Si Slalom était remarquable, Oksana est tout simplement magnifique.
Un chef d œuvre ! A travers ce film nous rencontrons l âme d' Oxana ,son combat ,son courage, sa pureté. De plus, l esthétique du film,sa photographie, ses couleurs, sa lumière sont d une beauté à couper le souffle !
Je sors de la séance et je suis stupéfait. Un très beau film, magistralement filmé avec des acteurs incroyables. Bon, il y a des raccourcis sur sa vie, notamment à Paris mais ce n'est pas une véritable biographie. Du coup, c'est plus que ça, une invitation à la création d'oxana. Merci
Le sujet m’a beaucoup intéressé, je ne connaissais pas la genèse des FEMEN, je trouve que c’est très bien filmé et les actrices sont top, je recommande j’ai peur qu’il ne reste pas longtemps à l’affiche alors que c’est vraiment un film à voir.
J'ai adoré ce film tant pour le sujet abordé que pour sa beauté! N'hésitez pas, vous ne serez pas déçu! L'histoire d'Oxana est dure et son combat est malheureusement toujours d'actualité.
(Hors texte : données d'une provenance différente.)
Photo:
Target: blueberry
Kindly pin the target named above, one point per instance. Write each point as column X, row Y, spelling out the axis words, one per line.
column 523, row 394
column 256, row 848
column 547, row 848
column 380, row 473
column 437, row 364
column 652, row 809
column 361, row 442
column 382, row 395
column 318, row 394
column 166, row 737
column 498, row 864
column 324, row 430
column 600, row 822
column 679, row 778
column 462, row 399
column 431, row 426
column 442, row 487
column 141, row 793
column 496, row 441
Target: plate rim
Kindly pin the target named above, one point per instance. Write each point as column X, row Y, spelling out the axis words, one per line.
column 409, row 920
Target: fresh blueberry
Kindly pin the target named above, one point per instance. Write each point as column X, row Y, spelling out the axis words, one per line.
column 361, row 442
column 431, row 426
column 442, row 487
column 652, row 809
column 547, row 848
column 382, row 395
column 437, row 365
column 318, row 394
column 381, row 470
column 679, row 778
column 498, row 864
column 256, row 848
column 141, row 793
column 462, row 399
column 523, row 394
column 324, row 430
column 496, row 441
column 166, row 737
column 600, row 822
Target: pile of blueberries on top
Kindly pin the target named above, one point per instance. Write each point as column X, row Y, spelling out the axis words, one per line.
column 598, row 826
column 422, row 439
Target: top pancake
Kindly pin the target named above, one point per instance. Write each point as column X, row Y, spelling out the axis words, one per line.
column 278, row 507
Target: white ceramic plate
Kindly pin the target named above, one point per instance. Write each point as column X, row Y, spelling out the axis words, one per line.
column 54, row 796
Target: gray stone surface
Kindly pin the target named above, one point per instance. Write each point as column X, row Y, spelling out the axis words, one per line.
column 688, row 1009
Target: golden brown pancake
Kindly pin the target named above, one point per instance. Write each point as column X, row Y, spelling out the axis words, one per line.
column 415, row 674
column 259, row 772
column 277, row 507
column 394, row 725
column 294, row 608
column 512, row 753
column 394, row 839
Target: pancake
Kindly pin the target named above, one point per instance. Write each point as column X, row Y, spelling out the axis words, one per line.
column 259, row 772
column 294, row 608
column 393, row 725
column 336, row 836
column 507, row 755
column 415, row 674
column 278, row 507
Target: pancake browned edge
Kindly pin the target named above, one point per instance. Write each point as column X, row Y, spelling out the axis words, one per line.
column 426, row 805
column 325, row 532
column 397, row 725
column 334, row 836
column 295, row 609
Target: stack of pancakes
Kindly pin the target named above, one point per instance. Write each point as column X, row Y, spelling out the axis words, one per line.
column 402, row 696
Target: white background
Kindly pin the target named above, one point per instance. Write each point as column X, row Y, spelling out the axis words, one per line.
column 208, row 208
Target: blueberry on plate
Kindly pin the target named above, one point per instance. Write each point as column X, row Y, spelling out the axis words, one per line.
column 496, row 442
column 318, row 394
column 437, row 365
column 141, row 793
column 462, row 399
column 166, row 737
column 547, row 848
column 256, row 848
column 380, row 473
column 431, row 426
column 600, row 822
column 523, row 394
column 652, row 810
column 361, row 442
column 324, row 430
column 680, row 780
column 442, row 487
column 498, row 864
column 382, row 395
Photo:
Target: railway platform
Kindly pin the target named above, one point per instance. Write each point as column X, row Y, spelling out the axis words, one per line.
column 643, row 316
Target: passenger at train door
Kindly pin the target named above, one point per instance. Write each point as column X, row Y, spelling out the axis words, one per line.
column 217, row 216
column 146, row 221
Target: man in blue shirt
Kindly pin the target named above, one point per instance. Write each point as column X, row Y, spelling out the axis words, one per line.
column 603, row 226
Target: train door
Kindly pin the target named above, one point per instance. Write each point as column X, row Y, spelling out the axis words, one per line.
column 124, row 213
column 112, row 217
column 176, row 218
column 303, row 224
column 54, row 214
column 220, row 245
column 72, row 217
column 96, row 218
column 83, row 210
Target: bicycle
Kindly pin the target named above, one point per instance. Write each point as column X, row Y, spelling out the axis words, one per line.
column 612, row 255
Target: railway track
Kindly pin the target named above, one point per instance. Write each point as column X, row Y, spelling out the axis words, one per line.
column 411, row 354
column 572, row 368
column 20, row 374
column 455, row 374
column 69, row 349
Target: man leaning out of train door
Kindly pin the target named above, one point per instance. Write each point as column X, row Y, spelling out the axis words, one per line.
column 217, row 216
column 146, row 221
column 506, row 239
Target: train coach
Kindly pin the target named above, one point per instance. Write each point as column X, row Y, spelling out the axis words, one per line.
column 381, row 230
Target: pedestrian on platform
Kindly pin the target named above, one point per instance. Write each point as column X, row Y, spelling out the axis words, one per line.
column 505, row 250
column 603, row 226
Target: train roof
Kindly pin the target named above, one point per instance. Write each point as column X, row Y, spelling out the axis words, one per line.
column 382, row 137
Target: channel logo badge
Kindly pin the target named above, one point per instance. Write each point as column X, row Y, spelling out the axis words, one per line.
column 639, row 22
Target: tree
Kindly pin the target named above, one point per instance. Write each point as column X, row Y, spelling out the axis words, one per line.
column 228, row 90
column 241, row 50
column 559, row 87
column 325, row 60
Film/docu très interessant, l'actrice ukrainienne joue très bien son rôle, ce film touchant nous permet de comprendre mieux la naissance de ce mouvement et d'en connaitre davantage Oxana semblait être une personne assez depressive malgre tout, je ne pense pas que ce soit dû à la prise en main du mouvement par sa comparse Inna, je ne comprend pas pourquoi elle n'a pas voulu continuer le mouvement malgré tout! En tout cas ces filles ont eut plus de couilles que n'importe quel politique!